Good news for some marijuana defendants in Texas. It may be more difficult for the government to convict you now that hemp is legal. The issue is in the way the law now defines legal hemp products. Texas recently legalized hemp, and defined hemp as cannabis Sativa l. with a THC % of .3 or under. What’s wrong with that? Well, Texas defines illegal marijuana as cannabis sativa l. with a THC level of over .3%. So when the police find your plant material, or vape oil, or gummies, the only difference between being illegal or not is the % of THC in the product. This is awesome because the drug labs that the State uses to test marijuana don’t have the equipment currently to test for THC %. The State has millions of tax dollars to waste buying new drug lab equipment, so expect the market to supply some solution eventually. Texas Prosecutors are already aware of these issues and are brainstorming how to convict you anyway, at least with plant material cases.
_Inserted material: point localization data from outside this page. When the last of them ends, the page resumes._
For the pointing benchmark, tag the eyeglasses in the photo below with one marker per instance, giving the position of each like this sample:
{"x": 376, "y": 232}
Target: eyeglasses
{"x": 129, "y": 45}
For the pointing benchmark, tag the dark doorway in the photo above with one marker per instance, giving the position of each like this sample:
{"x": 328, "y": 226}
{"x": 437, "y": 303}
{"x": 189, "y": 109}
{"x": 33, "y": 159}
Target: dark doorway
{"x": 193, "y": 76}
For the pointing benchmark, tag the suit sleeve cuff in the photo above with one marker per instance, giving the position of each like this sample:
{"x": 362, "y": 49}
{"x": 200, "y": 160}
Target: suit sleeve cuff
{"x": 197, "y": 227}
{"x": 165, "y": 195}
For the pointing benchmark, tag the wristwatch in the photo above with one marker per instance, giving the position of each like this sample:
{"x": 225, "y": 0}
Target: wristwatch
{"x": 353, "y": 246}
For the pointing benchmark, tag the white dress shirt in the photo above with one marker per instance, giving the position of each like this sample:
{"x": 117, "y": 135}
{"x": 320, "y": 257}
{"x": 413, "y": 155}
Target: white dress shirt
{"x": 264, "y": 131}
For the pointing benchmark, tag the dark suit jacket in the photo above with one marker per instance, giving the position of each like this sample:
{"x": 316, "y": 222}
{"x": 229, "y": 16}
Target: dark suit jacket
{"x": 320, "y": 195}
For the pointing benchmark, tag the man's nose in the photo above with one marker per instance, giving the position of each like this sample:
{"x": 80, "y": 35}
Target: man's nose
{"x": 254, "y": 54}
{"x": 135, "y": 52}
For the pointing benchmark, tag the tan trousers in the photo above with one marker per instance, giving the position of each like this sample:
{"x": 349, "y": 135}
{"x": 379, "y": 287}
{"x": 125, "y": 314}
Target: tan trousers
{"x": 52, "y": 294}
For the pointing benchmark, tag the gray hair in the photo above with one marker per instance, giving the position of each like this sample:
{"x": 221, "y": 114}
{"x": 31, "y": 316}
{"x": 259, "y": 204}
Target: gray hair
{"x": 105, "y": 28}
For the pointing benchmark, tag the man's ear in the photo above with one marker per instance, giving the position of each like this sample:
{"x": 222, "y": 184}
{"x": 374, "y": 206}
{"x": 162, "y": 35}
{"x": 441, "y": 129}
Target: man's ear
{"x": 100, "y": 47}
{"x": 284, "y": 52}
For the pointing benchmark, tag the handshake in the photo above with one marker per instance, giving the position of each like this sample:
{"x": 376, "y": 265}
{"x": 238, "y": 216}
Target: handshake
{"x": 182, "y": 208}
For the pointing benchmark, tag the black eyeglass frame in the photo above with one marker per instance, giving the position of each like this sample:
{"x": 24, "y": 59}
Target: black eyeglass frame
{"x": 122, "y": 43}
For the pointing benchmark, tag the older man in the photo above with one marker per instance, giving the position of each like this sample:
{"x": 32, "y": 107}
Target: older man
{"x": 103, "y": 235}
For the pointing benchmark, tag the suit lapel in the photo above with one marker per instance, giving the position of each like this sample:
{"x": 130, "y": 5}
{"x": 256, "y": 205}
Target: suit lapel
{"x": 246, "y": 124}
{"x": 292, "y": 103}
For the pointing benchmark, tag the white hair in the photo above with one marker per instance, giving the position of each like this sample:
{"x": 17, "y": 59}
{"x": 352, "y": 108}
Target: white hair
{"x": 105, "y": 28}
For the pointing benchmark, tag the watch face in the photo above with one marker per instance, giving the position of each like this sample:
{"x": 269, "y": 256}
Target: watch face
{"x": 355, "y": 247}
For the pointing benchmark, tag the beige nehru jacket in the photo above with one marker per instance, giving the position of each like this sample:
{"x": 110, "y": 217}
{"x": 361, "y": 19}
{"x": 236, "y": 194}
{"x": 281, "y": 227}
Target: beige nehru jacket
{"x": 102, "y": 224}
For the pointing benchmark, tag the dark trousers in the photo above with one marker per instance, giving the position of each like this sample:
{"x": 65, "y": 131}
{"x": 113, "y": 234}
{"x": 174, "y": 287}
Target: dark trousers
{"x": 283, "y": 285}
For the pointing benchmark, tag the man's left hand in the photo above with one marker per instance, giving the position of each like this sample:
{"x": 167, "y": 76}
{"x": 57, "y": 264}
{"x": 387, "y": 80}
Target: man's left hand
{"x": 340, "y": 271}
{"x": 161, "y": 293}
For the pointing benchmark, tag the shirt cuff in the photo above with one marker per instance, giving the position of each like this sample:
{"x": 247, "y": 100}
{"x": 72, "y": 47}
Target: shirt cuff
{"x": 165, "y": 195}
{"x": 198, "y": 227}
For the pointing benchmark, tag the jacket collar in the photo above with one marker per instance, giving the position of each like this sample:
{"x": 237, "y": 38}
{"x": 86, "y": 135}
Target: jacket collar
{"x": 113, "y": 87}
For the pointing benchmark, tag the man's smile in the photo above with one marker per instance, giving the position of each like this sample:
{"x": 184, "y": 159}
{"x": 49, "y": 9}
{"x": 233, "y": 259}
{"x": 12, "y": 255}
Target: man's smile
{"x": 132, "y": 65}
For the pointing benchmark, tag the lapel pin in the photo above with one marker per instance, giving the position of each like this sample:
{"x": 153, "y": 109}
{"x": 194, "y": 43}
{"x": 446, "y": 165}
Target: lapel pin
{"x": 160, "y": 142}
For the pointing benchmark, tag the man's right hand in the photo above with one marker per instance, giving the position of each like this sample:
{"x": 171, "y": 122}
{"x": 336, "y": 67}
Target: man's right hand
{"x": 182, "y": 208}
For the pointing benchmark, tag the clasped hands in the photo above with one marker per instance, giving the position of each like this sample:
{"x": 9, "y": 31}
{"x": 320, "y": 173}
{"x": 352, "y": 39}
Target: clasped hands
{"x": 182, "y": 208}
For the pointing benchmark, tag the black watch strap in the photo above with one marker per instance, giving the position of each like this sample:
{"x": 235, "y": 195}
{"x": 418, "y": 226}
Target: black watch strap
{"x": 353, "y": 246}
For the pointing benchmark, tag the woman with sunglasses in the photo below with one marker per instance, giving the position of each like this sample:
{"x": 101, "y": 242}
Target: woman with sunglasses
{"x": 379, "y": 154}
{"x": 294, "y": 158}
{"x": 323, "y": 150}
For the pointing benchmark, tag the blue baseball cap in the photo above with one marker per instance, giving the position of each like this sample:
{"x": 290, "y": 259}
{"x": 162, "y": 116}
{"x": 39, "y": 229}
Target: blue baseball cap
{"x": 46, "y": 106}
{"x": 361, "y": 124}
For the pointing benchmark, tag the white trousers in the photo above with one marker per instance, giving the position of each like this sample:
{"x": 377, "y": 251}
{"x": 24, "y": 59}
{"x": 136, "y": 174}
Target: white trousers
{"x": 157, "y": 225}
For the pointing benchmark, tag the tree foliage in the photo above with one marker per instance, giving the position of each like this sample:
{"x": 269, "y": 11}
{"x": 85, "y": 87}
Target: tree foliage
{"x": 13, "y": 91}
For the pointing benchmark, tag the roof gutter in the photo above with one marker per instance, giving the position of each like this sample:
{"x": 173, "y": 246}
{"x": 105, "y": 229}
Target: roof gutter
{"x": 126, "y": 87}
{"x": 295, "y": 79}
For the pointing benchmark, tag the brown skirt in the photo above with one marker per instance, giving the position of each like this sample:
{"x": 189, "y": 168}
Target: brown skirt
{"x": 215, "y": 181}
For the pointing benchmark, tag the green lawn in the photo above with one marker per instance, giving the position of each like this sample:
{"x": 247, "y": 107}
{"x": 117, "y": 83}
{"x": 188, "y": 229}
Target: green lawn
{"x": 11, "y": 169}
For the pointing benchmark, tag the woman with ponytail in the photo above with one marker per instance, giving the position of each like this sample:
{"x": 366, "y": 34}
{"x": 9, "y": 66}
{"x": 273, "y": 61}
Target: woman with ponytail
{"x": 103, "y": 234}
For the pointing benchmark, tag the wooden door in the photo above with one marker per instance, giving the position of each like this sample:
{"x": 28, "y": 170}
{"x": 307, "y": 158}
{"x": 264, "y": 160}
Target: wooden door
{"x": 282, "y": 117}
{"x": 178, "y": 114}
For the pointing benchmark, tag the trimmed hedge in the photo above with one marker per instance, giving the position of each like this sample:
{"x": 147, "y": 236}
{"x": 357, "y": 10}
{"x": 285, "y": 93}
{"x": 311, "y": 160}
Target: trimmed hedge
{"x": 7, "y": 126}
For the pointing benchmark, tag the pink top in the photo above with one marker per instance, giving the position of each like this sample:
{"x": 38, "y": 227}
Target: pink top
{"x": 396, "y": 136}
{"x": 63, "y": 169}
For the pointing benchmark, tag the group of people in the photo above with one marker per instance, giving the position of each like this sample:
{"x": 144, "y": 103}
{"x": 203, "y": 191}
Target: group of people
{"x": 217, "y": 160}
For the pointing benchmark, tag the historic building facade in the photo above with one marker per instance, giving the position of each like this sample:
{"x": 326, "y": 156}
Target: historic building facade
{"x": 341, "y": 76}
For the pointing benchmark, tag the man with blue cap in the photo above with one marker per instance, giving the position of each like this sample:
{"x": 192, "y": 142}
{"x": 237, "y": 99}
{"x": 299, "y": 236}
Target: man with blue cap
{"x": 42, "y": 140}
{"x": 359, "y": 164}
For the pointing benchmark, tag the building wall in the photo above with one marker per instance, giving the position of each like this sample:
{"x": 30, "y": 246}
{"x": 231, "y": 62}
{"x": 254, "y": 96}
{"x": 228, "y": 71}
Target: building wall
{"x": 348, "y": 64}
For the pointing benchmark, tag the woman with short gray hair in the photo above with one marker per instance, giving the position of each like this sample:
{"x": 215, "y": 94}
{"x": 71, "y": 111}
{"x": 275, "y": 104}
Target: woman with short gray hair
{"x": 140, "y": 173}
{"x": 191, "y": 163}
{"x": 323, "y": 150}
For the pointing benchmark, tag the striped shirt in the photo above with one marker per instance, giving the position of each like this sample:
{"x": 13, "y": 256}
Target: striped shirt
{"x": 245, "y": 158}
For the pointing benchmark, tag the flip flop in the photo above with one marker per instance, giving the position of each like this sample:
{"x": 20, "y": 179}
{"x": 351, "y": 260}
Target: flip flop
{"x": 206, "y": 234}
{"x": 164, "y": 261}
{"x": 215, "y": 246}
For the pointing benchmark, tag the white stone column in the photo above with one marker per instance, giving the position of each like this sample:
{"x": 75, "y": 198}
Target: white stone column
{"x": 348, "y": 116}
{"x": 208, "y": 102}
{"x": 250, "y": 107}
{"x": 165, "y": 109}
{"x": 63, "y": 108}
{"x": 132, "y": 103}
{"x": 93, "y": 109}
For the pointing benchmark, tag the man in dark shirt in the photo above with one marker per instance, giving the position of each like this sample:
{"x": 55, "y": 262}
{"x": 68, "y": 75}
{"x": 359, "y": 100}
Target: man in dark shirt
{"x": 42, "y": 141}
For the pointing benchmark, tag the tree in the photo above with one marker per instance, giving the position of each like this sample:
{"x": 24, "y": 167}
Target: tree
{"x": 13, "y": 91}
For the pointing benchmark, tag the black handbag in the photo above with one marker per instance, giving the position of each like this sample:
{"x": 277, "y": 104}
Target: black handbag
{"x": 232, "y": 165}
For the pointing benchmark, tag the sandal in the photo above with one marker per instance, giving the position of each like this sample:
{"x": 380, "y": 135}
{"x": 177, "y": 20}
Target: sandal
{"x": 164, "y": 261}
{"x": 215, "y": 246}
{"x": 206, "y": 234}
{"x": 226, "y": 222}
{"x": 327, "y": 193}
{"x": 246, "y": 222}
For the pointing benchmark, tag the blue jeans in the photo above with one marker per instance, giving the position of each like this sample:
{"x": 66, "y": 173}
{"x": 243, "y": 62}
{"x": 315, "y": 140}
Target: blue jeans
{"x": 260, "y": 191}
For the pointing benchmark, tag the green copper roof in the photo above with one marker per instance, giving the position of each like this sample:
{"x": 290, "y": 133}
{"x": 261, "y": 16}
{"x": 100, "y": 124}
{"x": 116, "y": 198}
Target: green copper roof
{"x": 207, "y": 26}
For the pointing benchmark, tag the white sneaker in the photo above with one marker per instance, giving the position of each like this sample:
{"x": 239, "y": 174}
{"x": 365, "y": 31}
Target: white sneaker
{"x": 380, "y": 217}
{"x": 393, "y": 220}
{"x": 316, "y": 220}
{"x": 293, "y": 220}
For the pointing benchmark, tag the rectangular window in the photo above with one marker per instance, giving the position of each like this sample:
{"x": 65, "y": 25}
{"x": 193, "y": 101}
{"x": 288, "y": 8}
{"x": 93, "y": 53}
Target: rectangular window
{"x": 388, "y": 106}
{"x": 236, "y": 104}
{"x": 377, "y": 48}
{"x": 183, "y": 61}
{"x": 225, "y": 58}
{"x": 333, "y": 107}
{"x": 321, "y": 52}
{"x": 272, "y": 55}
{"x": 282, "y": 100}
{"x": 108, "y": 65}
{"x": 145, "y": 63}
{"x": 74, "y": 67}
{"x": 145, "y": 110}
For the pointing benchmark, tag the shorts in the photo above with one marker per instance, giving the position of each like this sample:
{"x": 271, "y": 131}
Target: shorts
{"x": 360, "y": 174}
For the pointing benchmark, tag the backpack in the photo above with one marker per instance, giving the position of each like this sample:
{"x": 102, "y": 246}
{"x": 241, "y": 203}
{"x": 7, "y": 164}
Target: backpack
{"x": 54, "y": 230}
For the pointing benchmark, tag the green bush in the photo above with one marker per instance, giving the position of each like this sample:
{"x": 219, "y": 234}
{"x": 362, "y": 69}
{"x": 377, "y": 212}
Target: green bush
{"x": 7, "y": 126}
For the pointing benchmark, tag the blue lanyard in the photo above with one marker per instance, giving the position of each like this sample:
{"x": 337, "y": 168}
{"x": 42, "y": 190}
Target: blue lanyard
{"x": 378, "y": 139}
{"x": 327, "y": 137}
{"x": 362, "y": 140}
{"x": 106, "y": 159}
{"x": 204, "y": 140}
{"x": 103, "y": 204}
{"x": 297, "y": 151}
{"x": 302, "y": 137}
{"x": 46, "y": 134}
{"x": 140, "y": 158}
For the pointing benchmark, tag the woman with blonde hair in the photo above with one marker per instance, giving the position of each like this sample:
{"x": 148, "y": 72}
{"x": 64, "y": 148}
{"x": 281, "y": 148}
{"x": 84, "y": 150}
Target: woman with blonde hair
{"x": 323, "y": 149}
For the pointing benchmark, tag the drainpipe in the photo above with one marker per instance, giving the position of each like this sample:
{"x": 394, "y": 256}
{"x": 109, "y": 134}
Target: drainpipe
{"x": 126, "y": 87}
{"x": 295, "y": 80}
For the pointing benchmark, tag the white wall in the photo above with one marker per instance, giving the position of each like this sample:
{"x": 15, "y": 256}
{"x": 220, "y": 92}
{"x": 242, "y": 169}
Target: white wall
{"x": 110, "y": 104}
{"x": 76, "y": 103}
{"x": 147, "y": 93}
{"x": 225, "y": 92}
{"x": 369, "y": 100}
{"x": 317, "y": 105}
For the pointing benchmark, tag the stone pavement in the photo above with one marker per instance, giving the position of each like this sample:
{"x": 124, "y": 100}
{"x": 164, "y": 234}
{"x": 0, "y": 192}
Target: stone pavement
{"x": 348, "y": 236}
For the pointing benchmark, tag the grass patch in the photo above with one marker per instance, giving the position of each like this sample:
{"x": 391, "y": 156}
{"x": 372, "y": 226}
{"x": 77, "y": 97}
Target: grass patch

Does this change in the law apply to those currently charged with possession of marijuana?
I’m not sure, that’s going to have to be litigated, but defense lawyers are going to argue it does and prosecutors our going to argue it doesn’t. The law that makes hemp legal in Texas is already in effect. So possession cases after June 14th will be affected. Those before will have some extra litigation on their hands if they want to use a hemp defense.
That used to be true. In Texas we have pro-conviction appellate courts who have historically bent over backward to save convictions and screw defendants. Before hemp was legal an officer could testify that they could recognize marijuana by sight and smell, and the jury could convict on that evidence alone. No lab test was necessary. Now that hemp is legal an officer can’t make the same argument since cannabis sativa l is going to look and smell the same no matter how much THC is in it. The law allows for cannabis to be seized for testing, but no lab is capable of doing the testing.
So what does this mean for plant material?
The hemp bill that passed doesn’t allow for any smokable hemp products. That is, the “consumable” hemp products that are legal under the statute are supposed to CBD oil consumables, not smokeables. So expect prosecutors to argue that if you have plant material that it’s not legal hemp since you were going to smoke it. Also, the legal plant material that is allowed under the Statute may not exist yet. HB 1325 has requirements for growing and transporting hemp and those businesses don’t exist yet.
Finally, as a proponent of legalization, this is great news because fuck prosecuting adults for possession of marijuana. Anything that makes it harder for prosecutors to destroy people over possessing pot is a win for liberty and good for Texas. Hopefully, prosecutors will finally get the message that these cases are a huge waste of time and move on to cases involving real crimes with victims.